Loman took a second helping, ate somewhat more slowly, and shook his head sorrowfully when offered a third. As Jolly was bringing in a crisp-looking open apple tart and some whipped cream, he said:
“Did you cook that, Mr. Jolly?”
“That was my pleasure, sir.”
“You want to know something?” Loman asked. “At any hotel or restaurant in Tucson, you could make a fortune.”
Jolly kept a wholly straight face.
“That is very gracious of you, sir, but I am very happy where I am.”
“In London?” asked Loman.
“Yes indeed, sir. Will you have —?”
“It’s always warm in Tucson.”
“I am sure it is a delightful place, sir, but when one is getting on in years one moves from the familiar only with great reluctance.”

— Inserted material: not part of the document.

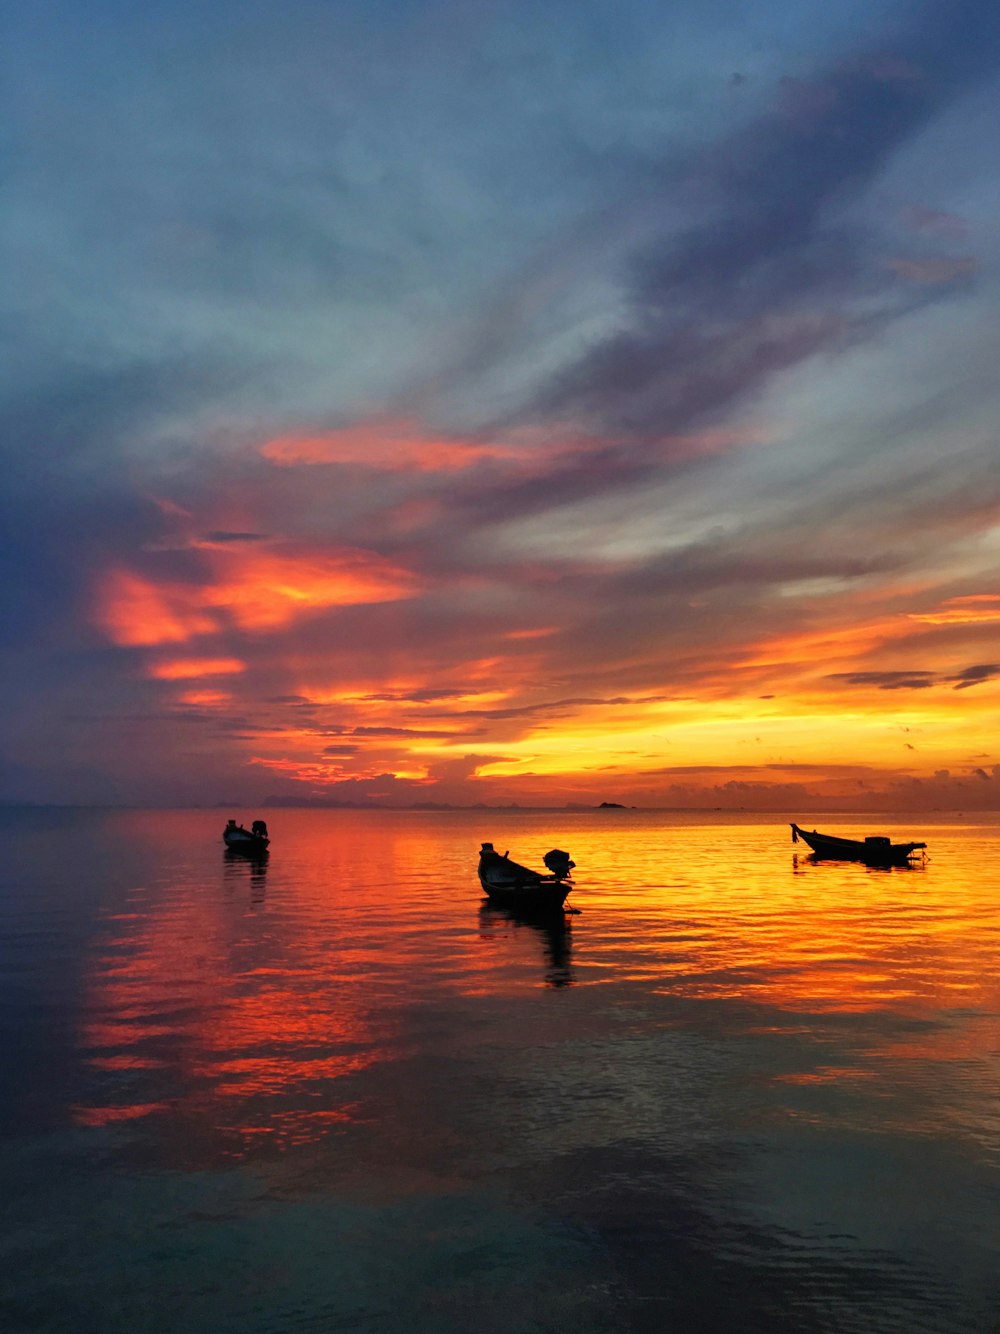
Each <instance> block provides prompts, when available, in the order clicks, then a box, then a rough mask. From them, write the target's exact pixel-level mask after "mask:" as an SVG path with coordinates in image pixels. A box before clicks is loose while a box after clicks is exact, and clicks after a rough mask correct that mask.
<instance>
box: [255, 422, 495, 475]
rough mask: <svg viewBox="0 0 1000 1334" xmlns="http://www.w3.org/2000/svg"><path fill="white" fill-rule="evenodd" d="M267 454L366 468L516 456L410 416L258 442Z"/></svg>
mask: <svg viewBox="0 0 1000 1334" xmlns="http://www.w3.org/2000/svg"><path fill="white" fill-rule="evenodd" d="M260 452H261V454H263V456H264V458H265V459H269V460H271V462H272V463H277V464H281V466H284V467H295V466H316V464H324V463H353V464H361V466H363V467H367V468H379V470H385V468H409V470H413V471H417V472H455V471H457V470H460V468H468V467H469V466H471V464H473V463H479V462H481V460H483V459H516V458H519V451H517V450H515V448H512V447H511V446H503V444H481V443H479V442H469V440H448V439H436V438H431V439H428V438H427V436H425V435H423V434H421V432H420V428H419V427H417V426H416V424H415V423H412V422H407V420H393V419H376V420H373V422H364V423H359V424H356V426H351V427H344V428H343V430H340V431H328V432H325V434H324V435H316V436H297V435H287V436H277V438H276V439H273V440H268V442H267V443H265V444H263V446H261V447H260Z"/></svg>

“Mr. Jolly,” announced Loman. “Tucson is just the place for you. It’s full of senior citizens.”
“Of what, sir?”
“Senior citizens. Old folk who —”
“You must forgive me, sir,” said Jolly, very firmly, “but I am doubtful whether I should like Tucson.”
“Not like Tucson!”
“No, sir. I —”
“Everybody likes Tucson!”
“Sir,” said Jolly, standing with the tart in one hand and a silver slice in the other, “with the greatest respect, I do not believe that I would enjoy a temperature of a hundred and five to a hundred and fifteen, which I understand is common in summer. Moreover I like some humidity, and I understand that the humidity in Tucson except during the summer heat is not high. I am moreover allergic to certain pollens and dust irritates the membranes of my nose and throat. Further, with a few exceptions the buildings are of one or two storeys only, I understand, and I enjoy heights. Moreover —”
“Roily,” said Loman, in a sharp voice, “how come your man knows so much about Tucson?”
“He knows much more than I do,” Rollison conceded.
“When I heard that Mr. Rollison was going to meet you at the airport I consulted the encyclopaedia,” stated Jolly. “Further, I talked to a friend in Thomas Cooks and he was good enough to send me a brochure on Tucson and Southern Arizona. It is fascinating, sir, but not for me.” Jolly left this statement hanging for at least twenty seconds, and only when it was at last obvious that Loman was too flabbergasted to reply did he ask : “Will you have cream with the apple tart, sir? Or would you prefer cheese?”
“Cream,” Loman answered huskily.
Rollison caught Jolly’s eye as Jolly went out; they were brimming over with merriment. Loman’s were not; they were brimming over with something which might have been yearning. He forked a piece of the apple tart and cream, placed it in his mouth, and the only word to describe his expression was ‘reverence’. When he had finished, he said, still huskily :
“In the right place, Mr. Jolly would be worth a million dollars.”
“You must tell him so,” said Rollison.
“I believe he would listen to you before he would listen to me,” commented Loman, with obvious regret. He scraped up the last morsel and pushed back his chair.
His expression changed; he took on a bleak look at mouth and eyes and stared intently at Rollison.
“You sent for me and now you’re giving me the brush off,” he said. “I want to know why.”
“I did not send for you. Until today I had never heard of you, and I am giving you the courtesy I would normally give to a guest,” replied Rollison.
Silence fell upon them.
Jolly came into the room with coffee on a tray but he did not speak, simply placed the coffee on a small table in the main part of the room, and withdrew. Neither of the others appeared to have noticed him.
“Mr. Rollison,” Thomas Loman said, “one of us is lying, and I know it isn’t me. I want to know the truth right now.” He raised his large, well-shaped hands, so powerful looking, and crooked the strong, lean fingers. “If you won’t give it me straight, I’ll have to force it out of you. I’ll give you one more chance. Why did you send for me? Why did you write and tell me that if I came at once, it would be worth a million pounds — not dollars, pounds?”
He pushed his chair farther back and stood looming over the Toff, unquestioningly menacing, hands still thrust forward and fingers crooked.